Setelah keputusan no-contest itu, Tom Aspinall berbicara kepada Adam Catterall dan tidak menyembunyikan perasaannya. Ia menjelaskan bahwa dirinya sangat kesal dengan apa yang terjadi. Frustrasinya terutama ditujukan kepada Ciryl Gane. Aspinall mengaku kesulitan memahami bagaimana tindakan seperti itu bisa disebut tidak disengaja. Menurut pandangannya, ia sendiri tidak pernah menyebabkan kerugian melalui gerakan ilegal dalam pertarungan. Oleh karena itu, ia memilih untuk mengakhiri komentarnya di sana, namun tetap menegaskan pendiriannya.

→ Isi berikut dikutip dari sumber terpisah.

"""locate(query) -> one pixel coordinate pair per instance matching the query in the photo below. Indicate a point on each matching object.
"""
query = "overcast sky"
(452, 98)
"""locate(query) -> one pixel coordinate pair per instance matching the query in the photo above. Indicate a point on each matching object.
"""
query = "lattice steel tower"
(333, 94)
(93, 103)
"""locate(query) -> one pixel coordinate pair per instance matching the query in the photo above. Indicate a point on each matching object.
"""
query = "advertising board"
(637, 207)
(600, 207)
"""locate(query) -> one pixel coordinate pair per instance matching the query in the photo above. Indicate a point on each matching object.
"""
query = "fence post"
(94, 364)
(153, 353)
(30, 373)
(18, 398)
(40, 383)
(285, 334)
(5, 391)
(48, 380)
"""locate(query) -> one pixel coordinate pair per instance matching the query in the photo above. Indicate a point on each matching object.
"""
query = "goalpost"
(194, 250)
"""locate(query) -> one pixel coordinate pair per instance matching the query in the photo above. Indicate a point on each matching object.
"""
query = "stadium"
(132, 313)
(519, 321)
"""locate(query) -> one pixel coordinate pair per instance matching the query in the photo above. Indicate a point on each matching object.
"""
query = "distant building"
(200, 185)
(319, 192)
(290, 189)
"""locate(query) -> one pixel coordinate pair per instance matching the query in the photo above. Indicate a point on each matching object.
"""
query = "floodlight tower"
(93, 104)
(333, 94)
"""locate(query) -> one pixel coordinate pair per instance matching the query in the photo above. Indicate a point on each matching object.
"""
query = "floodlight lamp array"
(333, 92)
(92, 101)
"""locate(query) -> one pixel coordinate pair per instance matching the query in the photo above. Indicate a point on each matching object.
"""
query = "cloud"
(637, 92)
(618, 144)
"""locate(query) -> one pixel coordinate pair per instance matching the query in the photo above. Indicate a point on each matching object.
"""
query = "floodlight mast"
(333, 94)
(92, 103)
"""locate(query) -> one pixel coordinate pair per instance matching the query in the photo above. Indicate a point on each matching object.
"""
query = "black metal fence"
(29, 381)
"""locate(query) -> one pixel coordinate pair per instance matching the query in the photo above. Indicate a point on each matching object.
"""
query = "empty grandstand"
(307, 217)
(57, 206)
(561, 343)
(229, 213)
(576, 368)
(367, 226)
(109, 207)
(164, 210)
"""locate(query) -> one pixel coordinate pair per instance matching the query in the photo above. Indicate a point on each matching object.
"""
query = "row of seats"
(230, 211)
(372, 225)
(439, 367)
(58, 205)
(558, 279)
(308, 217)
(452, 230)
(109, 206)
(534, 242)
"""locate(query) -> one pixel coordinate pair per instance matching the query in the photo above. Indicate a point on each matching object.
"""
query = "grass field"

Pandangan Aspinall tentang Pelanggaran dalam MMA
Aspinall juga membagikan pandangan pribadinya tentang pelanggaran dalam MMA. Ia menjelaskan bahwa satu pelanggaran bisa saja diperlakukan sebagai kecelakaan. Namun, jika terjadi lagi, pertarungan harus dihentikan. Ia bahkan menyarankan agar pelanggaran berulang harus mendapatkan konsekuensi yang lebih berat. Menggunakan contoh seperti tendangan ke selangkangan, ia menjelaskan bahwa tindakan ilegal yang berulang tidak boleh diabaikan. Baginya, keadilan dan keselamatan petarung harus diutamakan di dalam oktagon.
Dampak Cedera dan Proses Pemulihan Aspinall
Cedera akibat UFC 321 ini membawa konsekuensi serius bagi Aspinall. Ia belum bertarung sejak Oktober lalu. Ia telah menemui beberapa spesialis dan telah menjalani operasi pada salah satu matanya. Prosedur lain direncanakan pada pertengahan Januari. Dokter mendiagnosisnya dengan sindrom Brown traumatik bilateral, kondisi langka yang memperlambat pemulihannya dan menghalangi dirinya untuk kembali berlatih penuh.
Dalam pembaruan video terbarunya, Aspinall menjelaskan bahwa ia fokus pada penyembuhan yang benar. Ia mengatakan tujuannya adalah kembali hanya ketika matanya benar-benar pulih. Ia sangat yakin bahwa lawannya berusaha mendapatkan keuntungan melalui tindakan ilegal. Meskipun ia sangat ingin bertarung lagi dan membuktikan dirinya, ia tahu kesehatannya harus menjadi prioritas utama.